Measurements of the rupture force of individual α₅β₁ integrin/fibronectin bonds at different loading rates. (A, B) Force histograms of α₅β₁/FN7-10 interaction at (A) slow (230 pN/s) and (B) fast (13,000 pN/s) loading rates. (C, D) Force histograms of the high affinity α₅β₁/FN7-10 interaction (activated by TS2/16) at (C) slow (240 pN/s) and (D) fast (13,500 pN/s) loading rates. The fitted probability density functions (Eq. 1) in A–D were obtained using the Bell model parameters listed in Table 1. (E) Single molecule force measurements between FN7-10 and unactivated K562 cells (open circle) or 10% TS2/16 activated K562 cells (solid circle) as a function of loading rates.

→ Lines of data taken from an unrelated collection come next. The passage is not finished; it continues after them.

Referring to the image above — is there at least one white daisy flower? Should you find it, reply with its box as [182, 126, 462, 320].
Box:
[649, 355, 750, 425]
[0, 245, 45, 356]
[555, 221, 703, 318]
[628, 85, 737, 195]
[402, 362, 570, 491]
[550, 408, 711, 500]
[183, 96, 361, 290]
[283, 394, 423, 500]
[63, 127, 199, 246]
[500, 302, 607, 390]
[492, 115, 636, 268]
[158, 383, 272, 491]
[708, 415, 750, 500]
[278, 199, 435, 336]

The best-fit curves (gray lines) were obtained using Eq. 2 (see Discussion).

FIGURE 5

Single molecule force measurements between human plasma fibronectin and unactivated K562 cells (open square) or K562 cells (solid square) activated by TS2/16. The mode rupture force is plotted as a function of loading rates. Measurements of the α₅β₁/FN7-10 interaction are plotted in open and closed circles.

FIGURE 6

Single molecule force measurements of the interactions between live K562 (open circle) or fixed K562 cells (solid circle) and FN7-10. The mode rupture force is plotted as a function of loading rates.

FIGURE 7

Measurements of the rupture force between individual FN7-10 (ΔRGDS) and α₅β₁ integrin in unactivated K562 (open square) or activated K562 cells (solid square). The mode rupture force is plotted as a function of loading rates. The data plotted in gray circles are measurements between FN7-10 and unactivated K562 (open circle) or activated K562 cells (solid circle).

FIGURE 8

Measurements of the rupture force between individual FN7-10(Δsyn) and unactivated K562 (open square) or activated K562 (solid square) cells. The mode rupture force is plotted as a function of loading rates. The data plotted in gray circles are measurements between FN7-10 and unactivated K562 (open circle) or activated K562 cells (solid circle).

FIGURE 9

Intermolecular potential of the α₅β₁/FN7-10 interaction. The forced dissociation of the α₅β₁/FN7-10 involves overcoming two transition states, TS₁ and TS₂. Estimates of the equilibrium free energies (ΔG^O) were derived from the equilibrium affinity constants reported in Takagi et al. (2001). (l) and (h) denote energies corresponding to the low and high affinity α₅β₁/FN7-10 complexes, respectively. Estimates of the energy difference (ΔG₁₂) between TS₁ and TS₂ were obtained using: ΔG₁₂ = −k_BT ln(k°₁/k°₂) where k°₁ and k°₂ are the dissociation rate constants of the inner and outer activation energy barriers, respectively. Estimates of the energy difference (ΔG₀₁) between TS₁ and the bound state were based on the inequality: ΔG₁₂ + ΔG₀₁ ≥ ΔG°.

FIGURE 10

Kinetic profiles of the α₅β₁/FN interaction. (A) Effects of FN7-10 mutations on the kinetic profile of the α₅β₁/FN interaction. (B) Comparison of the kinetic profiles of the α₅β₁/FN7-10 interaction with the LFA-1/ICAM-1 interaction.